İngiltere’de faaliyet gösteren insan hakları grubu Embargoed! ve Britanya Kıbrıs Türk Derneği (BTCA), Kıbrıslı Türklere ambargoları başlatan BM kararının kabul edilişinin 60’ıncı yıl dönümü olan 4 Mart Pazartesi saat 12.00'de Londra’da İngiltere Parlamentosu önünde eylem yapacak.
Embargoed! ve BTCA tarafından yapılan ortak açıklamada, “4 Mart 2024, Kıbrıs Türk halkını 60 yıl sürecek ambargolara mahkûm eden ve İngilizler tarafından kaleme alınan 186 sayılı BM kararının kabul edilişinin 60. yıl dönümüdür” denilerek, 4 Mart Pazartesi düzenleyecekleri eylemde "Kıbrıs Türk halkının insanlık dışı bir şekilde tecrit edilmesine son verilmesi” çağrısında bulunacakları belirtildi.
Açıklamada ayrıca, iki grubun, ortak eylemde, “186 sayılı BM kararı konusunu İngiliz parlamenterlerin ve milletvekillerinin dikkatine sunmayı amaçlarken, Birleşik Krallık hükümetini 186 sayılı BM kararının iptal edilmesine yardımcı olmaya ve Kıbrıs Türk halkının 60 yıllık eşitsizliğini ve uluslararası izolasyonunu sona erdirmeye çağıracağı” da kaydedildi.

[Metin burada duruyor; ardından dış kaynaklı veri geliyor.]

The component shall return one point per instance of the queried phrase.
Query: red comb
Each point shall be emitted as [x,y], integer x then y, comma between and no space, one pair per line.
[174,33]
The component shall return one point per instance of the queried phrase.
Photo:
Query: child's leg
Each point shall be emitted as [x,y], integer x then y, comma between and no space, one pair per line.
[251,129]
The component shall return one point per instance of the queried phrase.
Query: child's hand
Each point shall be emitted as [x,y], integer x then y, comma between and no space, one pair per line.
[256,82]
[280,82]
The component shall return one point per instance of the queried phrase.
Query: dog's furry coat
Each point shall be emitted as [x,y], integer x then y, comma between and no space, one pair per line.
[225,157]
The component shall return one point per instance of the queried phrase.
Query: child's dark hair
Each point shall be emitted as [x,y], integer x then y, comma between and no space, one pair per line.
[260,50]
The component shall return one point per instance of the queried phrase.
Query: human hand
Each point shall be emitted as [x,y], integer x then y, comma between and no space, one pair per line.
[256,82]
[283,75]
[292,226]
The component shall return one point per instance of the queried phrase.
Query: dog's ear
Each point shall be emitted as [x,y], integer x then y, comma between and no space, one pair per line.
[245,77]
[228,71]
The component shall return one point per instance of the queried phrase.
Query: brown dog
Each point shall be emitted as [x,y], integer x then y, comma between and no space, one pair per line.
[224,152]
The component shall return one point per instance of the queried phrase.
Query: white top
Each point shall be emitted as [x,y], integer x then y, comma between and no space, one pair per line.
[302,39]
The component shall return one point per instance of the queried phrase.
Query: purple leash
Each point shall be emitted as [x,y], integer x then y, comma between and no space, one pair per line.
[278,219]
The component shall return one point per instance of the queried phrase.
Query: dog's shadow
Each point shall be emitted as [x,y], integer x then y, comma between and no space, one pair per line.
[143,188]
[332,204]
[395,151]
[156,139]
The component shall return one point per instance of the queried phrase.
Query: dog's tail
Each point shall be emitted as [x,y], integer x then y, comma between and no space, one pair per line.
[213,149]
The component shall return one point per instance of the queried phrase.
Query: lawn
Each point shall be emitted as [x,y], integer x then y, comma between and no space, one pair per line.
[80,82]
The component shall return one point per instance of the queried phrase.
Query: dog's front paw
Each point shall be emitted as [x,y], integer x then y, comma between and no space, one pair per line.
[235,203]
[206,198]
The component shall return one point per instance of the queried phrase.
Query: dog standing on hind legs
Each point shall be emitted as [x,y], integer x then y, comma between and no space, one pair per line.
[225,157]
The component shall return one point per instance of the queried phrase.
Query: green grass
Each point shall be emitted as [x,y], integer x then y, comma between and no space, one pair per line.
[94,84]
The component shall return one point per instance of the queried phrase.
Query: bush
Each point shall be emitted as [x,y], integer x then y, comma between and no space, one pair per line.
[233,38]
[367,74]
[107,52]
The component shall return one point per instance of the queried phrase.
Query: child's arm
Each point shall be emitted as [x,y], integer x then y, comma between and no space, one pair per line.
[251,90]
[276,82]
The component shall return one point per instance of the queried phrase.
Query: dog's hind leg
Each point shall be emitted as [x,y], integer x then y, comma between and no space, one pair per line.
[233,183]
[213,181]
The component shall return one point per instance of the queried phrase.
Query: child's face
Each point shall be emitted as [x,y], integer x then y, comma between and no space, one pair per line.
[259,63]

Embargoed! ve BTCA’in ortak açıklamasında şu ifadelere yer verildi:
“BM'nin 186 sayılı kararı öncelikle, Aralık 1963 ve Ocak 1964'te yüzlerce kişinin ölümüne ve her dört Kıbrıslı Türk'ten birinin yerinden edilmesine neden olan Kıbrıs Rum darbesi ve katliamlarının ardından Kıbrıslı Türkleri daha şiddetli saldırılardan korumak amacıyla kabul edilmiştir. Ancak BM'nin birkaç ay sonra Kıbrıs'a müdahalesi, istemeden de olsa Kıbrıslı Türklerin anayasal haklarının, siyasi haklarının ve insan haklarının ellerinden alınmasına yol açtı. Kıbrıslı Türklerin yaşamlarının her yönü BM'nin 186 sayılı kararı ile haksız bir şekilde etkilenmiş ve Kıbrıslı Türklerin nesilden nesile Kıbrıslı Rum komşularına kıyasla ikinci sınıf bir yaşam sürmeye mahkûm edilmesine neden olmuştur.”